No sabe nada, se dijo Kelso. No tiene ni idea de los riesgos. Empezó a pensar lo que haría: ahora echarás un vistazo rápido para ver si esa caja de herramientas está allí (no iba a estar), después le pedirás que te lleve al aeropuerto para ver si puedes salir en el próximo vuelo…
Dos minutos después del edificio de Rapava, Zinaida salió de la carretera principal y se metió por un camino de tierra a través de un desordenado bosquecillo de abedules hasta un terreno dividido en parcelas más pequeñas. Un cerdo gruñía en un corral hecho de puertas viejas de coches unidas con alambre. También había unos pollos escuálidos, unas verduras quemadas por la helada. Los niños habían hecho un muñeco con la nieve del día anterior que, con la llovizna, se había derretido y daba la grotesca impresión de un trozo de grasa blan- ca sobre el barro.

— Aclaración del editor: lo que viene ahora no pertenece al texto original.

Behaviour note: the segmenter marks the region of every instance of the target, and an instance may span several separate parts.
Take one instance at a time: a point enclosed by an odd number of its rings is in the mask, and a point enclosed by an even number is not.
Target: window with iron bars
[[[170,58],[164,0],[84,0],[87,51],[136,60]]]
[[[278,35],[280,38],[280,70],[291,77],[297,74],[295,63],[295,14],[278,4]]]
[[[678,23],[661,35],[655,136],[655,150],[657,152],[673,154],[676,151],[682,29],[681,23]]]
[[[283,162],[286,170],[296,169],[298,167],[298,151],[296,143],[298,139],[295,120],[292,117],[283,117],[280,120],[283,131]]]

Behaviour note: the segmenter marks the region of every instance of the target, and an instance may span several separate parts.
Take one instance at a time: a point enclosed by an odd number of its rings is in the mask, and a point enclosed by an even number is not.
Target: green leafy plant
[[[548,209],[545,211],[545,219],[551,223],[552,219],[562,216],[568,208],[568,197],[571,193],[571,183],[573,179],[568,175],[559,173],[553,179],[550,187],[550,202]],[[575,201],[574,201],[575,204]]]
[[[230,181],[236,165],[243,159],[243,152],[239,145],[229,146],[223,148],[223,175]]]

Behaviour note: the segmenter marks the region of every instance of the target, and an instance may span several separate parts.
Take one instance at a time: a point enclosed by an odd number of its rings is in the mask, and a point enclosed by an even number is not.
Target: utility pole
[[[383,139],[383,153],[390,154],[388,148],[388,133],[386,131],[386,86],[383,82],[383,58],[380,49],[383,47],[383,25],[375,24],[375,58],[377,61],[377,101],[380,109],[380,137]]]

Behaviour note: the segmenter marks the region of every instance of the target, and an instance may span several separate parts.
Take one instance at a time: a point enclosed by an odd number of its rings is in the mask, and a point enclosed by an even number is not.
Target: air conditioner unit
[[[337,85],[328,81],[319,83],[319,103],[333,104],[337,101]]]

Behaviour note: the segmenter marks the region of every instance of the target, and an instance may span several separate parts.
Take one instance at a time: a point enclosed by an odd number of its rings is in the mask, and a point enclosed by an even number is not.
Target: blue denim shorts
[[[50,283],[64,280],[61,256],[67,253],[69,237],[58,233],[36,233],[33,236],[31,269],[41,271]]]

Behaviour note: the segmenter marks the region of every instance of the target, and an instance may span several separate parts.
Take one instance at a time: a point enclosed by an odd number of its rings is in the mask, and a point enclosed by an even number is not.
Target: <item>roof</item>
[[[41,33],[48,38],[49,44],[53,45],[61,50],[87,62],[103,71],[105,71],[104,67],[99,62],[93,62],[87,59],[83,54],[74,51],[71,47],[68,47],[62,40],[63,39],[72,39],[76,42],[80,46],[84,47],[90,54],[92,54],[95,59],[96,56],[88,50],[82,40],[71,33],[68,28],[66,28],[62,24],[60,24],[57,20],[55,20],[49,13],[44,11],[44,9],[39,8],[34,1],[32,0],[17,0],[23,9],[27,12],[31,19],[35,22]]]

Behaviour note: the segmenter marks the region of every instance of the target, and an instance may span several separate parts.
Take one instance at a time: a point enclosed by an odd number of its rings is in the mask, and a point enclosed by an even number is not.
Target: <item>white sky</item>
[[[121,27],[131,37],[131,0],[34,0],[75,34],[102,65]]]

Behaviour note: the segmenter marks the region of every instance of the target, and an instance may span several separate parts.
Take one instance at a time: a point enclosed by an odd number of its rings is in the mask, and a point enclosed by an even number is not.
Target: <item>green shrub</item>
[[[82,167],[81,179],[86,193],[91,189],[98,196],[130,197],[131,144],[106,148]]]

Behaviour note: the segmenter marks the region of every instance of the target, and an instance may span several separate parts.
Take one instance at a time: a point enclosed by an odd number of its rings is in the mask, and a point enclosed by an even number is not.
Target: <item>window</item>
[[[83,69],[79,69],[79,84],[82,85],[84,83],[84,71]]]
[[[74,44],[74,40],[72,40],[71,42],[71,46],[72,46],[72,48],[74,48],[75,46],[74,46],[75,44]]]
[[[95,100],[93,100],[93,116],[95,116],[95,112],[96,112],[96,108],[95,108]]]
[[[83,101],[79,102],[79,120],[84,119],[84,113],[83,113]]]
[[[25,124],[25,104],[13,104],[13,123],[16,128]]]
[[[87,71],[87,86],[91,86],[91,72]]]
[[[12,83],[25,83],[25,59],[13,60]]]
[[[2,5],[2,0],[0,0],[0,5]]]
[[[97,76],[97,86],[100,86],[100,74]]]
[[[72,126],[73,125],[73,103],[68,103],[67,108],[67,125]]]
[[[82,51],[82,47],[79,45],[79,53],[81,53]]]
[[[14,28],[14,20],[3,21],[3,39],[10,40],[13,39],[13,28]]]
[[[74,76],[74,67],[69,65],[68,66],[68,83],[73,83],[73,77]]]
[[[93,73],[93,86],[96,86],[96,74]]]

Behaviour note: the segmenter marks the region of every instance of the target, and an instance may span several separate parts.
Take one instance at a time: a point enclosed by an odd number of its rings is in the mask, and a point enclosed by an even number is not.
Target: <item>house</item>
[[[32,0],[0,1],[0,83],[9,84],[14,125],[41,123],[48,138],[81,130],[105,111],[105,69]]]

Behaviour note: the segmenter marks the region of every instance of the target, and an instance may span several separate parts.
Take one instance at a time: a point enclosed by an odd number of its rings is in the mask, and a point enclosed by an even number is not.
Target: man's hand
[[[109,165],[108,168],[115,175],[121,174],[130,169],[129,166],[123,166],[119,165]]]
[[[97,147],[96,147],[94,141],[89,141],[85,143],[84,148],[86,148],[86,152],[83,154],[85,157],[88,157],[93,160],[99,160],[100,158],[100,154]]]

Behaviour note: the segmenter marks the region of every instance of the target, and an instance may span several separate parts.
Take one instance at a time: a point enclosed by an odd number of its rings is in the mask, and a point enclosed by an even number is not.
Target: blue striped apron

Delante de esta escena rural se veía una hilera de garajes. Sobre el techo plano y largo estaban los restos de una media docena de pequeños coches: carrocerías oxidadas despojadas de sus ventanas, motores, ruedas, asientos… Zinaida paró el motor y bajaron al terreno embarrado. Un anciano inclinado sobre una pala los miró. Zinaida le devolvió la mirada con las manos en la cadera. Al cabo de un rato, el hombre lanzó un escupitajo y volvió a su trabajo.
La chica llevaba una llave. Kelso miró hacia atrás, al camino desierto. Tenía la manos heladas. Se las metió en el bolsillo del abrigo. Zinaida era la que estaba tranquila. Iba con unas botas altas hasta la rodilla y procuraba no ensuciárselas. Kelso volvió a mirar atrás. Todo aquello no le gustaba: los árboles invasores, los restos de coches, esa mujer desconcertante con su calidoscopio de papeles… telefonista del GUM, futura abogada, puta eventual, y, ahora, hija insensible.
—¿De dónde has sacado la llave?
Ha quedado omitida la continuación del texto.